Are there other areas I can check: This one's got me stumped


----------



## rogoman (Dec 16, 2004)

The P2A00 fault code is set because of a possible problem with the A/F sensor #1 or circuitry located in bank 1 which is next to the firewall. Here are possible causes:

- Bad Air fuel ratio (A/F) sensor 1.
- Bad Air fuel ratio (A/F) sensor 1 heater.
- Fuel pressure incorrect.
- Fuel injector(s) dirty or leaking.
- Intake system air leaks (vacuum leaks).


----------



## MikeGlosta (Sep 26, 2015)

Thanks for these suggestions:

I will add injector cleaner; check for vac leaks; clean connections BUT what I'm not familiar with is the A/F Sensor 1 heater: what and where is that?

Thanks


----------



## rogoman (Dec 16, 2004)

The heater is built into the A/F sensor itself; there are extra wires in the harness for the heater portion.

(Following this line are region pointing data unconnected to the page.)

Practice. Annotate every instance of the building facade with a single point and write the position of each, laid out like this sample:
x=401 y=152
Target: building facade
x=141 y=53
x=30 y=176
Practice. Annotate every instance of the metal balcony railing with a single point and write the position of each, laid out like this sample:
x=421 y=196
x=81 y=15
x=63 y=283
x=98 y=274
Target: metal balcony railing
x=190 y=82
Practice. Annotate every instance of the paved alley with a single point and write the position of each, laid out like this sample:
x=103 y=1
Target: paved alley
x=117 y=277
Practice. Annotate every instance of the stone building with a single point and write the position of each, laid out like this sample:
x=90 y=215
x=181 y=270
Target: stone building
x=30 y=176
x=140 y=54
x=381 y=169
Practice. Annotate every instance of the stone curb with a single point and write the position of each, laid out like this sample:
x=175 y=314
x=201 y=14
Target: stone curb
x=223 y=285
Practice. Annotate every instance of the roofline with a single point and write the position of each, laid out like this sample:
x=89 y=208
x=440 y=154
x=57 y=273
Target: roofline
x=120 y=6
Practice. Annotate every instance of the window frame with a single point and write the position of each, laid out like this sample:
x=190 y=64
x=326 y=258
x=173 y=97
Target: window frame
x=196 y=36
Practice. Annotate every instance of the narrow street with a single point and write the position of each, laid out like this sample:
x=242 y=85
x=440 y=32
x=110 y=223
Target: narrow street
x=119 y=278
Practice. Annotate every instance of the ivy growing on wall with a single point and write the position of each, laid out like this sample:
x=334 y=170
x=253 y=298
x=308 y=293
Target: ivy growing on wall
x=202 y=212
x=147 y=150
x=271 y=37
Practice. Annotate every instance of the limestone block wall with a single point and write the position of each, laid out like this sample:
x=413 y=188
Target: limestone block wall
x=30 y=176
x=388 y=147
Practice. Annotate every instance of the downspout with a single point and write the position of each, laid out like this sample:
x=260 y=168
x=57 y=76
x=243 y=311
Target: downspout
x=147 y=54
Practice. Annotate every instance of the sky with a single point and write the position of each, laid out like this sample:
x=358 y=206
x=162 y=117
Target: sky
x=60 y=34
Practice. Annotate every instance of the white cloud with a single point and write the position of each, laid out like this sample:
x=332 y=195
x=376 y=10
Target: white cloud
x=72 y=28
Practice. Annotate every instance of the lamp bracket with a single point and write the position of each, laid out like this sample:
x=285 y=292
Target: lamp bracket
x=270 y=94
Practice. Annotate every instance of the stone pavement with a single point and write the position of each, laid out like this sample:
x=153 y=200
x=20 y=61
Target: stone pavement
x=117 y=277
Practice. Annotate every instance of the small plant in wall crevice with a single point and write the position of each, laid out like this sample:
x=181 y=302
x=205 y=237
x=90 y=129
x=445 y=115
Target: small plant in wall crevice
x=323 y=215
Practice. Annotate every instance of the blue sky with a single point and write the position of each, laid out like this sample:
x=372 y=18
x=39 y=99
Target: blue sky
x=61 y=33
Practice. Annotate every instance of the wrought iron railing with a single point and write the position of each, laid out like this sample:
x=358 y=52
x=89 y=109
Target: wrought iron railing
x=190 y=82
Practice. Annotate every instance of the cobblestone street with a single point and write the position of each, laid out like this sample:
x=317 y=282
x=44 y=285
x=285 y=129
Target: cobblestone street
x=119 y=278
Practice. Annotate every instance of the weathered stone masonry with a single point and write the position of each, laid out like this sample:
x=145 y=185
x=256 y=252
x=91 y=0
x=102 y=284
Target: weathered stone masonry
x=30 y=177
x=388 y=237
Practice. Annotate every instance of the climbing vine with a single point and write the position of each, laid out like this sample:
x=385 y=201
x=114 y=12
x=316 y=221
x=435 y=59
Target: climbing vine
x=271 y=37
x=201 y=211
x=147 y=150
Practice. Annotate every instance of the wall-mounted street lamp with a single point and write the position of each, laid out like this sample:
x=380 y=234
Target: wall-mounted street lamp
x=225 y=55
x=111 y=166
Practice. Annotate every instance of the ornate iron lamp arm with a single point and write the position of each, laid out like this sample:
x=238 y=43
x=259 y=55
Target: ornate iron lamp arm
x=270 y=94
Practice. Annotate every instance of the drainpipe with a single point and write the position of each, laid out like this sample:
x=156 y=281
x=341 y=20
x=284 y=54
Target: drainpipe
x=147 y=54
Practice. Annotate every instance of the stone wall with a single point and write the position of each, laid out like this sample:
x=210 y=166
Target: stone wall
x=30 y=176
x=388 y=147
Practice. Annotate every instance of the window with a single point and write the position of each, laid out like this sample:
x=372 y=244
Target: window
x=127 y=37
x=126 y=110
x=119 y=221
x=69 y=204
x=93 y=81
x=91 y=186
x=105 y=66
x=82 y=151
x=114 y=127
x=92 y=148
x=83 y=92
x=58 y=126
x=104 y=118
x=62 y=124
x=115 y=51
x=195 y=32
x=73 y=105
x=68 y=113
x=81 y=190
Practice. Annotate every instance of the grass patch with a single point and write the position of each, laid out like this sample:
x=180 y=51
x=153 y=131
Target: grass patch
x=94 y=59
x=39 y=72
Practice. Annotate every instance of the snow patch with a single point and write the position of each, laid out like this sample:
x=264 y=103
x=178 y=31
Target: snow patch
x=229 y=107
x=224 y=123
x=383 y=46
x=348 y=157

The ECM performs ON/OFF duty control of the A/F sensor 1 heater corresponding to the engine operating condition to keep the temperature of A/F sensor 1 element at the specified range.

To clean the injectors, run some good injection cleaner, like Techron or Redline SL-1, through the system; give the cleaner about a week or two to do it's job. 

To properly test for an intake system vacuum leak, attach a vacuum gauge to a full vacuum source. With the engine fully warmed up, the reading at idle should be 18 - 20 InHg. At 3,000 RPM, it should be around 21 InHg. If readings are under 18 InHg, check the intake manifold nuts to make sure they are tight. The gasket may have failed; spray a water mist at the gasket to see if the gauge reading changes. Also check the intake plenum bellows at the throttle valve and at the MAF for cracks or loose clamps.


----------



## MikeGlosta (Sep 26, 2015)

Thanks for these pointers. Weather permitting ( the temp might reach 35-40 ) I plan to check the wiring along with hoses and clamps tomorrow. Poured a bottle of Techron into the tank so I'll wait to see what happens.

Note: The car is an 06 Murano, runs as smooth and with plenty of pep as the day it came out of the showroom. I've had the light come on after 10 miles, 75 and 175 - doesn't seem to matter. I'll be looking for a loose connection.


----------